FBR allegedly causes Rs13.5 billion losses to exchequer
KARACHI: Transparency International Pakistan has found the Federal Board of Revenue (FBR) involved in prima facia violating procurement rules for IT-based solutions and causing Rs13.5 billion losses to exchequer, it was learnt on Monday.
Transparency International Pakistan, part of the global anti-corruption organisation, said it received allegations of violation of Public Procurement Regulatory Authority (PPRA) rules by the FBR in tender for IT-based solution for electronic monitoring (track and trace system) for tobacco products, sugar, fertilisers and cement causing loss of Rs13.5 billion in contract of Rs39.4 billion.
“Chairman FBR may examine the allegations and refer to documents quoted by the complainant. If the allegations are found to be correct, kindly ensure saving the exchequer from that alleged loss of Rs13.5 billion, make accountable all those found responsible, discharge the tender and re-invite in accordance with RFP [request for proposal] of FBR,” Nasira Iqbal, vice chairperson of Transparency International Pakistan said in a letter to the FBR chairman.
The FBR had invited tenders and at least five RFPs were issued by FBR T&T system to increase tobacco excise revenue since 2013, according to the complainant. The 2013 proposal comprised of the evaluation criteria and the tendering process was unfortunately abandoned by FBR.

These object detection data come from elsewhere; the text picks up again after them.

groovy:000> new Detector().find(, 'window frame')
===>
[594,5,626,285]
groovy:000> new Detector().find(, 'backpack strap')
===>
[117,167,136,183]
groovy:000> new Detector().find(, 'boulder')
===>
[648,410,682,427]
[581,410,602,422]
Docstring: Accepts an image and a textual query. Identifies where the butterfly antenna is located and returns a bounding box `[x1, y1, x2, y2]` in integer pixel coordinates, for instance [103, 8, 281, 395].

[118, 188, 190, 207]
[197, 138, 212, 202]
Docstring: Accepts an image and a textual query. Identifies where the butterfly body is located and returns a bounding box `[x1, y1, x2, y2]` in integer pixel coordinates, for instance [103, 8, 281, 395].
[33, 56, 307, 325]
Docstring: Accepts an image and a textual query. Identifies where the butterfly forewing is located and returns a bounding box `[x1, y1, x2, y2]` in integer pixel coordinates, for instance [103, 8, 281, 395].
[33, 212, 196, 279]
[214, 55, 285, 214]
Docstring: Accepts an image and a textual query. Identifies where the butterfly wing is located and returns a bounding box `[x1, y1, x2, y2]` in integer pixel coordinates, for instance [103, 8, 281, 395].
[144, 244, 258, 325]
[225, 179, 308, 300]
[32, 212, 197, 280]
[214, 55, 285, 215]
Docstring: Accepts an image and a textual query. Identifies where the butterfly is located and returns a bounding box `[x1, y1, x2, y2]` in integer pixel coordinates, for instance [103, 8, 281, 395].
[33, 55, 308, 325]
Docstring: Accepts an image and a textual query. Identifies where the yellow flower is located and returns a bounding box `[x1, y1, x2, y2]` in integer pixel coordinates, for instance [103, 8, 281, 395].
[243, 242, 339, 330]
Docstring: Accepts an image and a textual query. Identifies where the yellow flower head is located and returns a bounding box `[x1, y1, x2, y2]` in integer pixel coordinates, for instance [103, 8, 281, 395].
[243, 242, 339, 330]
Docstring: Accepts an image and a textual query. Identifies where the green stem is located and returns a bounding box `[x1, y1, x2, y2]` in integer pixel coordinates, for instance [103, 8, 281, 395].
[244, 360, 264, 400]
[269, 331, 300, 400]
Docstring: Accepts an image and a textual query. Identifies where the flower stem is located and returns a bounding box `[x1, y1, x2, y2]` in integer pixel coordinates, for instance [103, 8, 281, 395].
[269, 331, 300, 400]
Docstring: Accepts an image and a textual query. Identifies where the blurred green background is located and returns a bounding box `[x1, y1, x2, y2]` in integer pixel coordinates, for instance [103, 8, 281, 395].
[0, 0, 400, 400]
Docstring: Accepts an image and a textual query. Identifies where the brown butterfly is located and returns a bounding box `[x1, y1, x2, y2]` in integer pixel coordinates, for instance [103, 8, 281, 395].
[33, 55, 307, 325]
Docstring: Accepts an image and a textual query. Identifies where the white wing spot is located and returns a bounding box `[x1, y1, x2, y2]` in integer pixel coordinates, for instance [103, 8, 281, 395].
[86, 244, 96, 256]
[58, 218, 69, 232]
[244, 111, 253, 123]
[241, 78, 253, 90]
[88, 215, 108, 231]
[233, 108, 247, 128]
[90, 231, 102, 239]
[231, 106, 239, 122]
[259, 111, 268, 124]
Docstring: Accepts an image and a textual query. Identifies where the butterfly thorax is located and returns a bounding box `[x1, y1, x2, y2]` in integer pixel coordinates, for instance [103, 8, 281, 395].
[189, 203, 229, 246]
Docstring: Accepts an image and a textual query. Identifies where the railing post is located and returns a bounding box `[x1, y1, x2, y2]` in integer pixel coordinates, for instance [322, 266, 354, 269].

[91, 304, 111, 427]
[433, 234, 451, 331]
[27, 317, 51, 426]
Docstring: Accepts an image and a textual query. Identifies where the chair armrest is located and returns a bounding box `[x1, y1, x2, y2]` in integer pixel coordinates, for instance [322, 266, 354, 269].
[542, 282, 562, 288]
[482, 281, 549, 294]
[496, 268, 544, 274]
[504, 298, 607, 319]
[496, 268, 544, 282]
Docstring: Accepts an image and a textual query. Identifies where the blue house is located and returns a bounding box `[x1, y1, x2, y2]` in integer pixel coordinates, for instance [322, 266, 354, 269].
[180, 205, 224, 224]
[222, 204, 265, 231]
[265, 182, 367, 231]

In August 2019, the FBR issued RFP for the installation of track and trace system of tobacco products. In the following month, the tobacco lobby met with the FBR chairman and managed to convince him to change the evaluation methodology to favour the lowest cost solution provider as was provided in 2013 RFP rather than a combination of technical and financial performance.

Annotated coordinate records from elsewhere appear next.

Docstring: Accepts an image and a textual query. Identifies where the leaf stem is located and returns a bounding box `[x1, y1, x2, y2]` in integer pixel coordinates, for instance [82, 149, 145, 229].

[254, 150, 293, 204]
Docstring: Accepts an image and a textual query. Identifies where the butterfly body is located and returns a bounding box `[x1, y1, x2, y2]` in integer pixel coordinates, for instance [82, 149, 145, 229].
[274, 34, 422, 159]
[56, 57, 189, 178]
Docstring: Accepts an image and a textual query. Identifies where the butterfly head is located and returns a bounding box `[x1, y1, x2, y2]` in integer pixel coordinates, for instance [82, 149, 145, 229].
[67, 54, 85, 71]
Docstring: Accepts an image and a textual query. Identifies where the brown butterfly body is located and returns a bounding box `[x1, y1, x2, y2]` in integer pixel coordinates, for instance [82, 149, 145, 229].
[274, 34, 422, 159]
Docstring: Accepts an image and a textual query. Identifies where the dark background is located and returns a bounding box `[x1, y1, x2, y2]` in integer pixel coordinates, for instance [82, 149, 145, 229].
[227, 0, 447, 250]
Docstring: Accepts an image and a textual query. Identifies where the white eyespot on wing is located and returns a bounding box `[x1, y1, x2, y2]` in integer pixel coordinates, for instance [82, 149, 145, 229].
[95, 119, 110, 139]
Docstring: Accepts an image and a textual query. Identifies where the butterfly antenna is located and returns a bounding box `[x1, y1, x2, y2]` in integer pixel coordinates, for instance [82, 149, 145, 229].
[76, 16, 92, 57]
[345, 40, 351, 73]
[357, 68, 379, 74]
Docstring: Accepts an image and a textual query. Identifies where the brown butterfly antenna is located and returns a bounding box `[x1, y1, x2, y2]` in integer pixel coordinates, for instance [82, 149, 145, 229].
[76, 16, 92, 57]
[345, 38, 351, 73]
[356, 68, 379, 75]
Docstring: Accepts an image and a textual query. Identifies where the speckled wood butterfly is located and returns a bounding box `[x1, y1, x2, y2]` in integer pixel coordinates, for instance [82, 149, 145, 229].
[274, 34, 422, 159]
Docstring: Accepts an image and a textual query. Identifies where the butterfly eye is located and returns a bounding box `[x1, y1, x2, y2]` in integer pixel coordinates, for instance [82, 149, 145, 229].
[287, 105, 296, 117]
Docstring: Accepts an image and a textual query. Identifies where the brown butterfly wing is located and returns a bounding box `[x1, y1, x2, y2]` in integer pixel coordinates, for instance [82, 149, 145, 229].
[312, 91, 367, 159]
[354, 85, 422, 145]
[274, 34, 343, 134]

Eight bidders were evaluated as clearing technical evaluation criteria and their financial bids were opened. A bidder NTRC offered price of Re0.731 with the unit of 1,000 stamps, but subsequent to tender opening, NTRC informed the FBR that this price quoted is per one stamp and not per quoted 1,000 stamps.
“FBR accepted NTRC change of submitted cost, in violation of PPRA rules,” said the complainant. “Other bidders invoked Rule 48, but the FBR grievance committee rejected the complaint that NTRC bid cost of Re0.731 with the unit of 1,000 stamps was not correct and justified NTRC revised cost of Rs731 with the unit 1,000 stamps.”
Financial bids of the eight technically qualified companies were opened by licencing committee on February 1, 2021. Technical scores of the applicants were also announced at the same time. AJCL, whose financial bid was 52 percent expensive than the lowest bid, along with Authentix were declared winner.
“Just by manipulating and implanting discretionary the technical evaluation criteria the exchequer will end up paying 52 percent more than the offer bid of Steuermaaken Solution.”